Personal information
- Full name: Alfred John Birtles
- Born: 23 April 1913 Neutral Bay, New South Wales, Australia
- Died: 28 August 1943 (aged 30) Germany

Playing information
- Position: Wing, Five-eighth
Club
| Years | Team | Pld | T | G | FG | P |
| 1933–37 | North Sydney | 50 | 31 | 1 | 0 | 95 |
Representative
| Years | Team | Pld | T | G | FG | P |
| 1933–37 | NSW City | 5 | 2 | 0 | 0 | 6 |
- Source: As of 28 February 2019
- Allegiance: Australia
- Branch: Royal Australian Air Force
- Service years: 1941-1943
- Unit: RAF Bomber Command
- Conflicts: World War II;

= Alf Birtles =

Australian rugby league footballer

Alfred John Birtles (23 April 1913 – 28 August 1943) was a WWII RAAF officer who was killed over Germany. He had been an Australian rugby league footballer who played in the 1930s for the North Sydney in the NSWRL competition.

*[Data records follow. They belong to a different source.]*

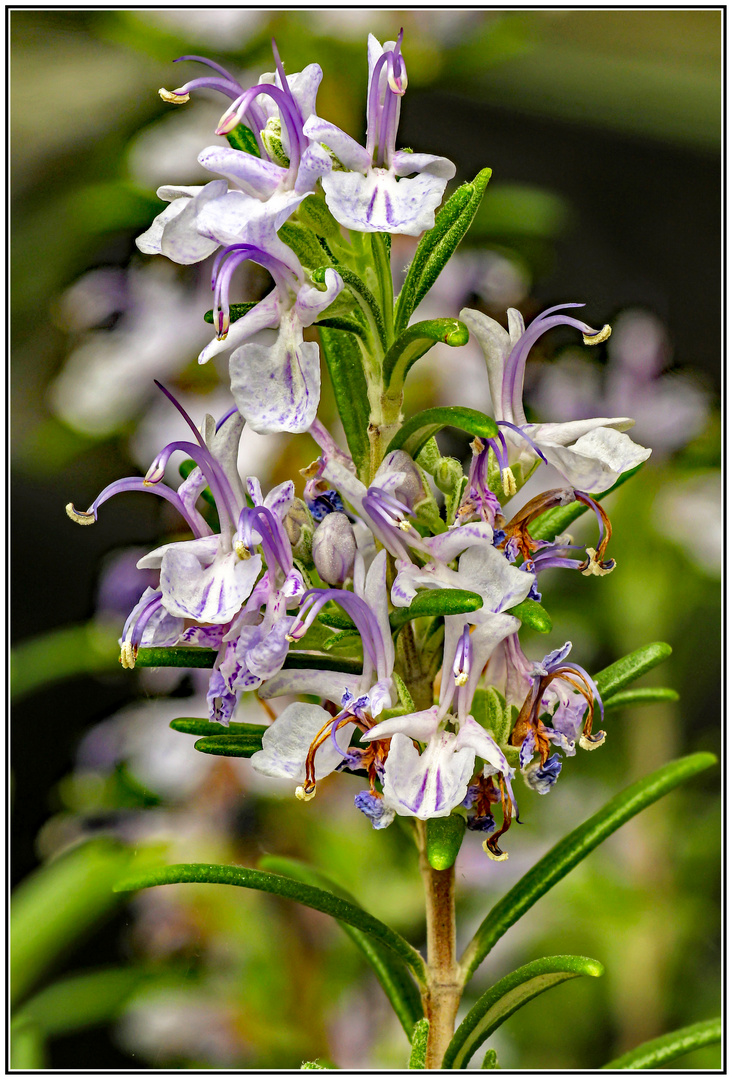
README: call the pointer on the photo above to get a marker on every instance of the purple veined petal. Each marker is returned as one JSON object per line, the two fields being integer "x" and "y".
{"x": 266, "y": 315}
{"x": 596, "y": 460}
{"x": 420, "y": 726}
{"x": 287, "y": 740}
{"x": 405, "y": 164}
{"x": 348, "y": 151}
{"x": 378, "y": 202}
{"x": 278, "y": 387}
{"x": 314, "y": 163}
{"x": 322, "y": 684}
{"x": 255, "y": 176}
{"x": 430, "y": 784}
{"x": 485, "y": 570}
{"x": 205, "y": 591}
{"x": 472, "y": 734}
{"x": 312, "y": 301}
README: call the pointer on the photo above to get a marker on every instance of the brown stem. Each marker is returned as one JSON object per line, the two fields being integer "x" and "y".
{"x": 442, "y": 996}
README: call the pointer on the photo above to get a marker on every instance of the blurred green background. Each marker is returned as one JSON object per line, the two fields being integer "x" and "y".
{"x": 602, "y": 130}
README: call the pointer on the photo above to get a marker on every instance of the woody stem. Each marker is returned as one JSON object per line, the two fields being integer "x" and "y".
{"x": 443, "y": 991}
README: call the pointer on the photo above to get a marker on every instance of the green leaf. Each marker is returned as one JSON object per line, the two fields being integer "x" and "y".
{"x": 628, "y": 669}
{"x": 658, "y": 1053}
{"x": 59, "y": 903}
{"x": 565, "y": 855}
{"x": 279, "y": 886}
{"x": 533, "y": 616}
{"x": 27, "y": 1050}
{"x": 395, "y": 981}
{"x": 436, "y": 602}
{"x": 437, "y": 245}
{"x": 229, "y": 745}
{"x": 645, "y": 696}
{"x": 236, "y": 311}
{"x": 420, "y": 429}
{"x": 553, "y": 523}
{"x": 60, "y": 655}
{"x": 243, "y": 138}
{"x": 412, "y": 343}
{"x": 419, "y": 1040}
{"x": 444, "y": 838}
{"x": 199, "y": 726}
{"x": 346, "y": 367}
{"x": 506, "y": 996}
{"x": 82, "y": 1000}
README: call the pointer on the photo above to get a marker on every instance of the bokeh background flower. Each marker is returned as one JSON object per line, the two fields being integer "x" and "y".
{"x": 602, "y": 130}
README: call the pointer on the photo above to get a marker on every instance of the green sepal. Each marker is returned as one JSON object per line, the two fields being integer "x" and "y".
{"x": 512, "y": 991}
{"x": 236, "y": 311}
{"x": 437, "y": 245}
{"x": 577, "y": 846}
{"x": 395, "y": 981}
{"x": 533, "y": 616}
{"x": 198, "y": 726}
{"x": 305, "y": 244}
{"x": 436, "y": 602}
{"x": 419, "y": 1041}
{"x": 628, "y": 669}
{"x": 554, "y": 522}
{"x": 320, "y": 900}
{"x": 412, "y": 343}
{"x": 243, "y": 138}
{"x": 656, "y": 1053}
{"x": 444, "y": 838}
{"x": 346, "y": 367}
{"x": 417, "y": 432}
{"x": 641, "y": 696}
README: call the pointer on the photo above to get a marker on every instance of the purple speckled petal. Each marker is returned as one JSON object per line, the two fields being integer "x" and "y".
{"x": 278, "y": 387}
{"x": 378, "y": 202}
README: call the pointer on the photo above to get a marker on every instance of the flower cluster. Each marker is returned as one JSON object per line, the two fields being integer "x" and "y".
{"x": 392, "y": 591}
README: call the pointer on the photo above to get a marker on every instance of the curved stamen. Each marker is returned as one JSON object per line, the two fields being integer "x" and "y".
{"x": 193, "y": 520}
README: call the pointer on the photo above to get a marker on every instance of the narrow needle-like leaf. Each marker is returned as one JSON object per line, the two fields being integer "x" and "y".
{"x": 570, "y": 851}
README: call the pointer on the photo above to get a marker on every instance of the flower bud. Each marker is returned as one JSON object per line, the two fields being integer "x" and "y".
{"x": 334, "y": 549}
{"x": 299, "y": 527}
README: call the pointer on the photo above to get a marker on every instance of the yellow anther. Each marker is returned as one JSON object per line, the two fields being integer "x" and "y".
{"x": 597, "y": 338}
{"x": 173, "y": 98}
{"x": 81, "y": 517}
{"x": 594, "y": 567}
{"x": 491, "y": 854}
{"x": 127, "y": 655}
{"x": 509, "y": 482}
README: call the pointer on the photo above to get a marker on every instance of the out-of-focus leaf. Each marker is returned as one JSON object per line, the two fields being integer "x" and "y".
{"x": 628, "y": 669}
{"x": 656, "y": 1053}
{"x": 644, "y": 696}
{"x": 82, "y": 1000}
{"x": 279, "y": 886}
{"x": 436, "y": 602}
{"x": 565, "y": 855}
{"x": 60, "y": 655}
{"x": 419, "y": 1040}
{"x": 533, "y": 616}
{"x": 57, "y": 904}
{"x": 553, "y": 523}
{"x": 396, "y": 983}
{"x": 417, "y": 432}
{"x": 512, "y": 991}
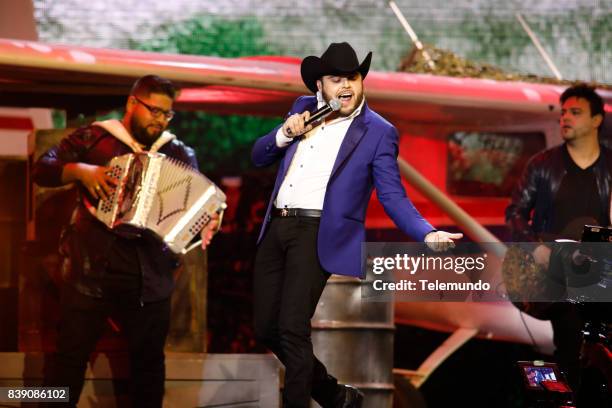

==Early life and playing career==
Birtles was born in Neutral Bay, New South Wales on 23 April 1913. He made his first grade debut for North Sydney against St George in Round 1 1933. Birtles finished as the club's top try scorer in 1933, 1935 and 1936 and played for the club in two finals campaigns in 1935 and 1936. Birtles also represented New South Wales City between 1933 and 1937 on 5 occasions.

==Military service==
Birtles enlisted with the RAAF in 1941 during World War II. He was selected to participate in the Empire Flight Training Scheme and was commissioned in April 1942 with the rank of Pilot Officer. He was posted to No 78 Squadron RAF to be trained as a flying instructor. He was aboard a Handley Page Halifax bomber aircraft which was shot down over Germany on 28 August 1943.

==Personal life==
Birtles was the son of George Bernard and Ethel May Birtles, of Cremorne, New South Wales.
At the time of his original enlistment in the RAAF, Birtles was employed as a linotype operator by Associated Newspapers, Sydney. He later married Dulcie Doreen Birtles (died 2004).
Birtles is buried or commemorated at Durnbach War Cemetery near Munich, Germany.